# Get the ship out of here (shipping Question)



## russv (Sep 21, 2009)

OK, now the project is done and ready to deliver. I have delivered it in my truck, had the customer pick it up, I've taken it to the craft show and watch it disappear down the aisle with a customer (I've even taken iit straight to the burn barrel), but what I haven't done is set up a shipping department. Let's talk about organizing ideas, when to ship USPS, UPS LTL, insurance, etc., etc.

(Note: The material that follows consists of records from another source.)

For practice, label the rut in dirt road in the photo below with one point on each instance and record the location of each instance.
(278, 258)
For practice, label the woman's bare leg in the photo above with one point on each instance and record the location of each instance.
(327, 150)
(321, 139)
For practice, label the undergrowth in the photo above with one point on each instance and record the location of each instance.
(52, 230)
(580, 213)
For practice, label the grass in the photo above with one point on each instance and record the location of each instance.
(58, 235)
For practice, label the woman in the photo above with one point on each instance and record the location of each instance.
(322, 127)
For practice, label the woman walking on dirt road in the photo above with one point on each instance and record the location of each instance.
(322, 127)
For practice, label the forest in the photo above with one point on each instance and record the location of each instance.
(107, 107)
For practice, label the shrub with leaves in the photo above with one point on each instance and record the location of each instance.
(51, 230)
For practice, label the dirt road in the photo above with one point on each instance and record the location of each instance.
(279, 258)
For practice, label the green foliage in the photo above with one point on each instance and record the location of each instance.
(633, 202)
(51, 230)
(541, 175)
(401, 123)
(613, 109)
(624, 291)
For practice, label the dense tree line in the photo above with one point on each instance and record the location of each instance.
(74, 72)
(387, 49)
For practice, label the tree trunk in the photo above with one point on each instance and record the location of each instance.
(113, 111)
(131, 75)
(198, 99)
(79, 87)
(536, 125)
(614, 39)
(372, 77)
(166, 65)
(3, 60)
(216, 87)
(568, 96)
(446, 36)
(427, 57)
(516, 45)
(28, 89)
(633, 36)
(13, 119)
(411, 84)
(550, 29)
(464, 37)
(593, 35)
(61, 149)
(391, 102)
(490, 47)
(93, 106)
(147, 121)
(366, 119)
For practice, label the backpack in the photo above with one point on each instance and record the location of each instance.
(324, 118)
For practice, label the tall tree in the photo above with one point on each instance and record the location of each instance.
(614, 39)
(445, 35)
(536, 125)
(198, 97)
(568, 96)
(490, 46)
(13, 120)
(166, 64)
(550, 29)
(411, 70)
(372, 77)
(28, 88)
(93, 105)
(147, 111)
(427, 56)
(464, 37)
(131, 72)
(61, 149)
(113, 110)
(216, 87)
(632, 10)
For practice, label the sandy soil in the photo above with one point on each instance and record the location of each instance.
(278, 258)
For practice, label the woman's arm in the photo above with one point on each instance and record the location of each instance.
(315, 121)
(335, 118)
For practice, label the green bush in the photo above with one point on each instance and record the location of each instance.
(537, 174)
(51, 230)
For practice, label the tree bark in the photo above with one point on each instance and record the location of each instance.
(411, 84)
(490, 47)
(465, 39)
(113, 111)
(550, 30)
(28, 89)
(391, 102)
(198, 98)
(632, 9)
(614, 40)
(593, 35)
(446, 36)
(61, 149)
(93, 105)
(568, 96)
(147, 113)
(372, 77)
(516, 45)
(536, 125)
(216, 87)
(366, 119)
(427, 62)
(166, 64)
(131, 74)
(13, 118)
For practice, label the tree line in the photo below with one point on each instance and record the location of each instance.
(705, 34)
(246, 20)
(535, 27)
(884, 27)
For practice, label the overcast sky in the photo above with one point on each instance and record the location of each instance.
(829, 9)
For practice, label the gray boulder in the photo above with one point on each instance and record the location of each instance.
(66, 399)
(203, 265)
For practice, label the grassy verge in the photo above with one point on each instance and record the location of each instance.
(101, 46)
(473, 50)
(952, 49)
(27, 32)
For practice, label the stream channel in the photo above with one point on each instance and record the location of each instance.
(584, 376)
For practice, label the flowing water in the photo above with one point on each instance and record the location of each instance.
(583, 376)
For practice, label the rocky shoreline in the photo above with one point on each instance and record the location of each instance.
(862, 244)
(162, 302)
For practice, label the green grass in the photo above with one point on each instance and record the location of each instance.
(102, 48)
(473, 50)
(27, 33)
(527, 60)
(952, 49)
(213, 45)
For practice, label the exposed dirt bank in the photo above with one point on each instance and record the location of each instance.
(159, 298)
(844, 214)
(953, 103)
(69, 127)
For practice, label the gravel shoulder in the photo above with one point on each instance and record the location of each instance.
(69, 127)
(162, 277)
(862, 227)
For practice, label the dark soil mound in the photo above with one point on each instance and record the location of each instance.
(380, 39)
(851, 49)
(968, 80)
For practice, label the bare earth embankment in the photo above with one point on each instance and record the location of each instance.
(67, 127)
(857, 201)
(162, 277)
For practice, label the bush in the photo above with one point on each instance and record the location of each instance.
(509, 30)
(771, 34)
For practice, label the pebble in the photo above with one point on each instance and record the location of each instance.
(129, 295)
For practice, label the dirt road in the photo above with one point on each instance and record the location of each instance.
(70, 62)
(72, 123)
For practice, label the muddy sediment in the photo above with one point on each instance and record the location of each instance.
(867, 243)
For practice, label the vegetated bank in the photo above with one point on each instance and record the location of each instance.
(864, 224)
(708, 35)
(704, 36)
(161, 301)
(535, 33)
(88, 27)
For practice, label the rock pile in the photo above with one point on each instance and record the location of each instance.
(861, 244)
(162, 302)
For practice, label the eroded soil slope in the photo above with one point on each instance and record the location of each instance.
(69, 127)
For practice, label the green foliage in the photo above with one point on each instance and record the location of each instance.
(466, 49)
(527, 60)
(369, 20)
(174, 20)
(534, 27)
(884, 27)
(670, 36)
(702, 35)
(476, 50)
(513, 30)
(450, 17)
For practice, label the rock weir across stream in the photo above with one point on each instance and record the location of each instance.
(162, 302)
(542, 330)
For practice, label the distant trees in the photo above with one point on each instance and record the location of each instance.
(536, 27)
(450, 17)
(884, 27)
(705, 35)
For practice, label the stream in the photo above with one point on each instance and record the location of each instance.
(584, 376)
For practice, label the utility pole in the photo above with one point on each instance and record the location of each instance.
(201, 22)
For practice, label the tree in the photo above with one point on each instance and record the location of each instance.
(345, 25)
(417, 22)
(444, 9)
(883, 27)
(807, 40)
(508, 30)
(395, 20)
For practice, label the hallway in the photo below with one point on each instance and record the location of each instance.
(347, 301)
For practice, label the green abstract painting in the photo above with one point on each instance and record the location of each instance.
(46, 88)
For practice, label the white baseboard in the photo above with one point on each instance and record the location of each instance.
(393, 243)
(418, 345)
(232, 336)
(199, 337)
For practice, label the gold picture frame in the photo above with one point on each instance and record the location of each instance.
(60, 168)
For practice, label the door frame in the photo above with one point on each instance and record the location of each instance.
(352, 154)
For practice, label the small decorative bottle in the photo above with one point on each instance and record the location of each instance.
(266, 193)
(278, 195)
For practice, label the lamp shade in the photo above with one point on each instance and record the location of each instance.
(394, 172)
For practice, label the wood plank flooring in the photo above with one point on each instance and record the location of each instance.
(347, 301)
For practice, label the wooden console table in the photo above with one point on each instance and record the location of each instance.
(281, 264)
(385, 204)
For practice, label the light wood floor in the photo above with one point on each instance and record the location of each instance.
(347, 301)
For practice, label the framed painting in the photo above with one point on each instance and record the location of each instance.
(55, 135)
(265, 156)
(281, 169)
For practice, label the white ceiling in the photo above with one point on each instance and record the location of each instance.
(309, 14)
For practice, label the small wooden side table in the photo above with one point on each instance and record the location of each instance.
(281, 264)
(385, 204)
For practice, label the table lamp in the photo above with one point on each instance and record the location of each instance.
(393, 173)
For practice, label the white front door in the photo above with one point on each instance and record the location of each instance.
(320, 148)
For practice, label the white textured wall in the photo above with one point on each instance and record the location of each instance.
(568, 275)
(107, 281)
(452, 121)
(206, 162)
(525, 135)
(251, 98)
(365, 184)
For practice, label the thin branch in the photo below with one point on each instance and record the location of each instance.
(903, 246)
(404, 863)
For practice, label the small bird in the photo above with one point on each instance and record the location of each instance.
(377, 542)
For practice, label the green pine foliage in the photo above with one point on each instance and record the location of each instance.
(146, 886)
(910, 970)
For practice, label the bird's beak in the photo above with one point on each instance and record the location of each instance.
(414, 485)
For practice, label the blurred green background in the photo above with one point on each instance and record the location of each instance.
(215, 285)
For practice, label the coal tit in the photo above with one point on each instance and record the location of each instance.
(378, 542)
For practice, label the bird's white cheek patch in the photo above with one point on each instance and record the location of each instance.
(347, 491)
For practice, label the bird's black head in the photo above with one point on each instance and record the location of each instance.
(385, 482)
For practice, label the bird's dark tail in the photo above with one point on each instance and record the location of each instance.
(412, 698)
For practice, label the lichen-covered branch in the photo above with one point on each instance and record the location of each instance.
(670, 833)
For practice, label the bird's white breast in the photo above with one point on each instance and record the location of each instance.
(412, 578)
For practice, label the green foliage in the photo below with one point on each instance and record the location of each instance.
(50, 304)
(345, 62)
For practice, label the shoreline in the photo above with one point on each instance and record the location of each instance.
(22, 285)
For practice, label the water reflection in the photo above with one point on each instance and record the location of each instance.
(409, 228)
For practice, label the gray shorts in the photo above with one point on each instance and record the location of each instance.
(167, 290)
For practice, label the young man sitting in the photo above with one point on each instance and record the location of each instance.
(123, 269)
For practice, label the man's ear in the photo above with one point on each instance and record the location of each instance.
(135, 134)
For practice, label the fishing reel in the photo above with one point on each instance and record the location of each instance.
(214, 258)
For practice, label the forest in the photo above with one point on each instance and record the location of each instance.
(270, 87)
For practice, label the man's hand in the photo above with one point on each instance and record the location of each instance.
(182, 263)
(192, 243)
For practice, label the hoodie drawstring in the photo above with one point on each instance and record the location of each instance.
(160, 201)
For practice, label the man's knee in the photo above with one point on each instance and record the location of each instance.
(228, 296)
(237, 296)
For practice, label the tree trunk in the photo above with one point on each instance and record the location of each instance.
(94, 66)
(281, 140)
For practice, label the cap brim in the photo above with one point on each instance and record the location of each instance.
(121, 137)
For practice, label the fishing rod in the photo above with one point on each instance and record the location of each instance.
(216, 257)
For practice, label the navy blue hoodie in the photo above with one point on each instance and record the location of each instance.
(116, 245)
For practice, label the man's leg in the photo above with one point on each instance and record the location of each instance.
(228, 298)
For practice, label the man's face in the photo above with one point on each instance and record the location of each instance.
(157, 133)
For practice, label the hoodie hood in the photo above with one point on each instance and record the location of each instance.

what do we watch for and what should we avoid?

russv


----------



## TreeBones (May 21, 2007)

russv,
It might be just trial and error to find what works best for you. Over the years I have found that if you can send it through the mail (USPS) that this is the most reliable and cost effective. Fed ex is next on the price scale but can be unreliable and I have had customers complain. UPS is very good but a little more expensive, especially if you open an account. For the very large and heavy items I use freightquote.com they always find the lowest price.

Good Luck


----------



## TopamaxSurvivor (May 2, 2008)

UPS drops at the door and runs. If you require a signature, they don't care. still drop and run!! :-(


----------



## gerrym526 (Dec 22, 2007)

I agree with Topamax-wouldn't even include UPS on the list. If you're shipping books or clothes (think Amazon and Lands End) they're OK. However, if you're shipping something you don't want broken forget it! They're animals and will destroy anything that isnt' packed so that a tank can run over it!
Amazon.com's Tool Crib formerly used UPS, but now ships heavier tools via Fed Ex, USPS will work for items less heavy. I've also shipped furniture pieces across the country using trucking services (Yellow/Freightway, etc.). It's not cheap, but if the piece is crated properly, they'll handle it properly.
My two cents on this.


----------



## russv (Sep 21, 2009)

so what do you guys use for packing? where do you get your boxes?

russv


----------



## Innovator (Jan 20, 2009)

I use UPS and USPS to ship, the important thing is to paskage it properly. No movement inside of the box. Use popcorn or bubble wrap if possible, sometimes newspaper is ok. I get my supplies locally but there is a company that I used to get them from called Uline, here is a link to them:

http://www.uline.com/

I hope this helps


----------